Mozambique: Cashew industry calls for ban on raw exports
25 Nov. 2016 MOZCAJU (File photo)
Industries in the cashew sector in Nampula are demanding the revision of the legislation related to the sector as a way to ensure some protection for the industry and guarantee the supply of nuts to processing units.
Year-round operation of factories would ensure that the industry can earn taxable income, as well as guaranteeing jobs that are the basis for improving the living conditions of the population.
Yunus Mahomed, president of the Cashew Industry Association (AICAJU), said recently that it was vital to stop the export of raw cashew nuts, which threatened to paralyse factories for lack of raw materials.
According to the Noticias report, buyers from India, Pakistan and Bangladesh are visiting Nampula at harvest time to buy product directly from the producer. This creates imbalances in the market and constitutes unfair competition for cashew traders and industrialists in Nampula because of the high prices paid for the nuts.
In order to export the raw product, Asian operators declare the cashew nuts as beans to deceive the customs and port authorities. Where successful, this costs the state large sums, since it does avoids the 19 percent export surcharge. Nampula has a total of 33 cashew nut processing factories, of which 12 are in operation, employing about 13,500 workers. Thirteen factories are closed because of lack of raw materials, despite the province’s production averaging 30,000 tons per year.
Under a recently launched cashew marketing campaign, the province of Nampula proposes to buy about 44,000 tons to supply the factories, with the main objective of securing jobs and revenue collection.

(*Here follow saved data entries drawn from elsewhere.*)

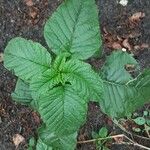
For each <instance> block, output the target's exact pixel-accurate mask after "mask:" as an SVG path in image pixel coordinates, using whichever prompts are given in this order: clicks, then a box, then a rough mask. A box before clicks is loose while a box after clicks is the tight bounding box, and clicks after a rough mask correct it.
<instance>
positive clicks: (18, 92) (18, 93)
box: [11, 79, 33, 104]
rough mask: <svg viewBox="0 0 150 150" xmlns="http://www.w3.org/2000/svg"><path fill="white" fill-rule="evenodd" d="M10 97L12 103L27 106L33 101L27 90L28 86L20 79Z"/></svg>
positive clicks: (32, 99)
mask: <svg viewBox="0 0 150 150" xmlns="http://www.w3.org/2000/svg"><path fill="white" fill-rule="evenodd" d="M11 96H12V99H13V100H14V101H16V102H21V103H24V104H29V103H31V101H32V100H33V99H32V96H31V91H30V90H29V85H28V84H27V83H25V82H24V81H23V80H21V79H18V81H17V84H16V88H15V91H14V92H13V93H12V95H11Z"/></svg>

Responding to the cashew industry’s concern, Minister of Industry and Trade Max Tonela said on a recent visit to Nampula that his sector and that of Agriculture and Food Security would meet soon to discuss strategies for solving the problem.
He confirmed that he had received complaints from AICAJU concerning false declarations in the export of cashew nuts from the Port of Nacala, promising a serious approach in an appropriate forum, because, in his words, the state should not be damaged.